Ah, but what about skin colour? Dita von Teese, a burlesque icon, is also a very white, westernised ideal: porcelain skin, black glossy hair, scarlet red lips. What's really interesting is that when burlesque went over to America in the late 1840s, it was heavily influenced by dances from the Middle-East, Latin America and Africa. Now it has been repackaged as a westernised performance which is not historically true. I asked a Nigerian friend of mine about burlesque and she said: "With burlesque, my parents would say: 'Why would you want to naked yourself'?"
Cultural stigmas play a huge part in a lack of exposure to and understanding of burlesque. I can see why an African-American woman, in particular, would want to steer clear of an industry which, from the outside, looks like it's strengthening what her culture is still fighting against: hyper-sexualisation of its women. Yet burlesque challenges these kind of taboos surrounding female nakedness and nudity. It questions what it means to be a woman. In this sense, there is a huge space in burlesque for ethnic women to occupy: what does it mean to perform as an African, Asian, or Middle-Eastern woman? Why is African burlesque artist Chocolat the Extraordinaire still asked if she can perform Josephine Baker acts or something a bit 'voodoo-ish'? Why are only pale Asian women given the lead roles in Bollywood films? Why are Middle-Eastern women still seen as submissive and erotic in belly-dancing, shaking their hips to 'seduce the Saltan'?
Josephine Baker in her infamous banana skirt.

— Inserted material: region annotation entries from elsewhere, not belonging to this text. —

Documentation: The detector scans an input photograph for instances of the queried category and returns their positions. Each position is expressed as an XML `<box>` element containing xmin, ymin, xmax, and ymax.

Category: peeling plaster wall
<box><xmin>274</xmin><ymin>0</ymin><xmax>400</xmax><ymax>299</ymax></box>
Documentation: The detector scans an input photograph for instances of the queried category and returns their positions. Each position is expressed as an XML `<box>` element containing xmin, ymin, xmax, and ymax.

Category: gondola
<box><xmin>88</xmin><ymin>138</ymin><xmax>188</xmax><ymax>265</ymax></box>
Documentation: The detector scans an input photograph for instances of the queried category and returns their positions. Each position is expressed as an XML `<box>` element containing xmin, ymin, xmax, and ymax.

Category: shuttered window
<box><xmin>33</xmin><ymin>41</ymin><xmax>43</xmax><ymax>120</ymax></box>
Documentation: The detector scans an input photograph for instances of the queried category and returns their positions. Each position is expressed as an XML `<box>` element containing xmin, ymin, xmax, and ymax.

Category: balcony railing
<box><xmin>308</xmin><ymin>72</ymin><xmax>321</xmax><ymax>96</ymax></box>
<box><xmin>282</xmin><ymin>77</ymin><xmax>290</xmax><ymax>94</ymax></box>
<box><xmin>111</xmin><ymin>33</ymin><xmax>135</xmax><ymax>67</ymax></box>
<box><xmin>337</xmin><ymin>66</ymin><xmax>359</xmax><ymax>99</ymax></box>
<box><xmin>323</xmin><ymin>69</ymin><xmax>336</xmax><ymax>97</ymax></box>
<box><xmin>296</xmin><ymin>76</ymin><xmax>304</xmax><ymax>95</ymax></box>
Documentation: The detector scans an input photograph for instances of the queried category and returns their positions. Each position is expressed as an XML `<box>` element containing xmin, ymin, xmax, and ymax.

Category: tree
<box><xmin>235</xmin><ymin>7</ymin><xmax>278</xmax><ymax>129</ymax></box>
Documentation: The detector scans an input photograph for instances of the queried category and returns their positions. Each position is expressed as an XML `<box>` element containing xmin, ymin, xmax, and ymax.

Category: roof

Credit: Flickr
There is a huge difference between women performing for themselves and women performing in a way which is deemed acceptably 'sexy' by society. Above all, it's about the artist finding their own individuality. One of the best things you can do with a burlesque performance is own it. It is your performance. Your character. Your voice. Giving a burlesque artist the platform to speak out about the role of a woman, challenge the taboos surrounding the female body and question equality between men and women is one of the most feminist things you can do. Not every woman in this world has that opportunity. Burlesque artists grab onto this chance with both hands. The only thing left for you to do is listen to what they are trying to tell you - or join in of course!